The bots shouldn't be powered differently over shorter periods of time, only over a longer period of time. Perhaps the concepts of a season can be introduced (after an agreed number of versions or periodically) to help prevent problems between versions. This might reduce the effects of deflation. However, I don't believe that deflation is too much of a problem since it would probably be only used to compare current bots rather than bots between versions, since a bot is never removed from the rankings or never stops playing (unless the rules of the tournament are changed).

We wouldn't have a problem with bots "avoiding" playing, either.

Would it be sensible to have a round robin tournament (or something similar) periodically for the top n bots to give a clear ranking?

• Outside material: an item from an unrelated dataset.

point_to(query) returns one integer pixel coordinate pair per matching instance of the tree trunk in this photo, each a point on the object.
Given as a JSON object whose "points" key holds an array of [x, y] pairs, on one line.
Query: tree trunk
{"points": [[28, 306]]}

Elo rating im still against, for reasons very clear in some of my bots that I wrote in DB2... Lets take a simple example of my 2 very iconic bots, Dizzy & All_hunter... All_hunter is superbly programmed, and can take out most bots, even some of the top F1 bots when i've pitted it in 1 species v 1 species scenario's but then when its pitted against Dizzy, its obliterated, because All_Hunter spreads out, and doesn't form colonies which allows it to target food across the map, and is a failsafe for cannibots evolving in evolutionary simulations and dizzy just spins it. Hence the name dizzy, it spins its prey... Brilliant against any bot that tries to go solo, because it spins the prey so quickly it actually breaks the eyes (some weird weakness in the code, and some sims they haven't even attacked a specific plant or bot but its eyes go as if its been spinned?) now, currently in Elo rating it'd put Dizzy above all_hunter probably, yet if we pitted Dizzy against a 3rd bot of mine, RBM (russian babies mobilised) it'd be obliterated, yet RBM is easily wiped out by all_hunter. So which one is better? You don't nessisarily save much more CPU cost than if did another type of league, or you'd get really inaccurate readings...

You're forgetting that you're only really comparing these 3 bots together. Where RBM > Dizzy > All_hunter (RBM ? All_hunter) and you aren't taking into account all of the other bots for all of them 00. With enough competitions, the bot should arrive at an appropriate rating. All_hunters rating would be reduced by Dizzy slightly and (if it beats RBM) then its elo would be increased. Elo rating doesn't work well when you're comparing 3 bots that can beat each other but works better when more can be compared.
Title: Re: DB3 Leagues
Post by: Peter on April 10, 2015, 09:10:48 AM
I assume everyone naming Elo means a statistical model instead of just Elo. From a quick search Glicko, TrueSkill and Elo are the ones where libraries are plenty available.

Trueskill has the advantage it could rate "free for all" fights. Which may be handy for newer bots to quickly rise on the league table.

Also how about multiple fight maps, size, shapes and different physics. Means a bot need to survive in different environments. A all round bot.

A round robin-like for the top bots seems logically. Might enforce a higher confidence/reliability level in a rating model for the top bots to create it naturally. Not sure if it needs to happen often, once in place positions would be rather static. Which has the advantage to extend the round robin more down.
Title: Re: DB3 Leagues
Post by: Panda on April 10, 2015, 09:26:23 AM
I assume everyone naming Elo means a statistical model instead of just Elo. From a quick search Glicko, TrueSkill and Elo are the ones where libraries are plenty available.

Trueskill has the advantage it could rate "free for all" fights. Which may be handy for newer bots to quickly rise on the league table.
I suppose I do. I was reading about a few of them earlier and which statistical system we use would be a decision we'd have to make.

Also how about multiple fight maps, size, shapes and different physics. Means a bot need to survive in different environments. A all round bot.
A specific league for an "all round bot"? I think that's a brilliant idea but I foresee problems with computation times.
 
A round robin-like for the top bots seems logically. Might enforce a higher confidence/reliability level in a rating model for the top bots to create it naturally. Not sure if it needs to happen often, once in place positions would be rather static. Which has the advantage to extend the round robin more down.
Prehaps a system where, when a new bot reaches a certain rating (possibly above the worst bot in the "top league"), it can be entered into the "top league" and pitted against each one of the bots and then placed (or not placed) in the league accordingly? Unless that is what you were trying to say?
Title: Re: DB3 Leagues
Post by: Peter on April 10, 2015, 09:48:47 AM
A specific league for an "all round bot"? I think that's a brilliant idea but I foresee problems with computation times.
Not necessarily, the fights would just have another random attribute, the map and physics. It doesn't have to take more computation time.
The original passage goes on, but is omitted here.